This past weekend in Germany, Hoffenheim defeated Schalke 3-2. An unremarkable result, perhaps, but Hoffenheim enjoyed only 27% possession, according to

You might wonder whether it’s possible Schalke didn’t manage to do anything with their possession. Perhaps they took a defensive posture and passed the ball near or in their own half.

Yet Schalke managed 23 shots to Hoffenheim’s 6. If we calculate Schalke’s total shots ratio (James Grayson’s beautifully simple predictive metric explained here), it comes out to .79, which if plotted out over the course of an entire season is commensurate with Champions League qualification (TSR, as Grayson details, is a good measure of ball control, and of all the available metrics it performs best in relation to table position over the long term). If we take Schalke’s shots on target ratio (SOTR), it’s an equally impressive .71.

You and I both know the answer as to why Schalke lost despite dominating in every meaningful way: this is one game out of 38 for the season. Schalke need not panic (and they won’t); if they perform as well over the course of the whole season, chances are they will finish closer to the top of the table.
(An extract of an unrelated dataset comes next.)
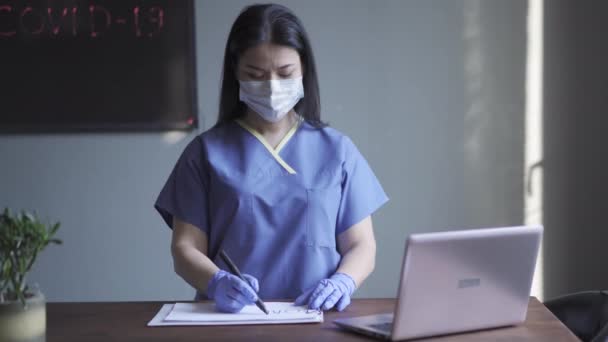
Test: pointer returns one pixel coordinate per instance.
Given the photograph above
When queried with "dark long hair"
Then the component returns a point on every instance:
(276, 24)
But this isn’t entirely a matter of small sample size (although it basically mostly is). There is also the ‘goal problem’ detailed today in a post from Chris Andersen at Soccer by the Numbers. In keeping with simple, lovely metrics, Andersen carefully points out the importance of both sample size and distribution. He notes that while shots are generally evenly distributed over a large sample of games, shots on target are slightly less evenly-distributed, and goals are “rare and certainly not “normal” (in the statistical sense).” Andersen goes on from this example to write what could be the two most important paragraphs in soccer analytics this year:

When we take these individual match numbers of shots, accurate shots, and goals – of which there were 32,789, 10,396, and 2,954 across the three seasons we collected data for – and put them in relation to each other, it turns out that the odds of any one shot actually being on target was 32%, while the odds of an accurate shot finding the back of the net was similarly around 30 % (28% to be exact). Plenty of teams shoot enough to score, but very few of them consistently score.

Clearly, “normal” football isn’t always normally distributed. As a general rule, the more common an event on the pitch is, the more the distribution looks like a bell-shaped curve (graph the frequency of passes per match and you’ll see what I mean). This has important implications: using some of the most common statistical techniques to deal with these data may be problematic, standard (canned) versions of techniques like correlations and linear regression assume normally distributed data. The stuff we care about the most – goals – is the least “normal” of all the events above. But as importantly, think about what the picture above tells us: there is enormous slippage from one stage of the goal production process to the next. Understanding why and how this slippage occurs should be important questions for any budding analyst.

We know a bit of the answer to this question: a team in better control of the ball is likely to finish higher in the table, in part because ball control makes scoring more likely. It may not matter how this translates to a single, ninety minute game, particularly if high table finish broadly correlates with consistently high TSR. Obviously the ideal would be figuring out consistent in-game means of increasing shot-to-goal ratios to prevent a freak result, but that may be a pipe dream (although the EPL Index believes it may be onto something, although their sample is a mere 9 games).

In any case, Schalke’s loss to Hoffenheim is a true outlier. It was statistically unlikely, Schalke controlled the ball, used it well, and still lost. If you were to plot the likelihood of a Hoffenheim win based on the post-game possession and shots statistics alone, chances are it would be low, perhaps (pullin this out of my arse here) in the 20% range. But, as with any weather forecast, that doesn’t denote certainty, only an empirically-sound probability. The romantics can still shout, “Football, bloody hell!”, and the nerds can still feel confident in their methods.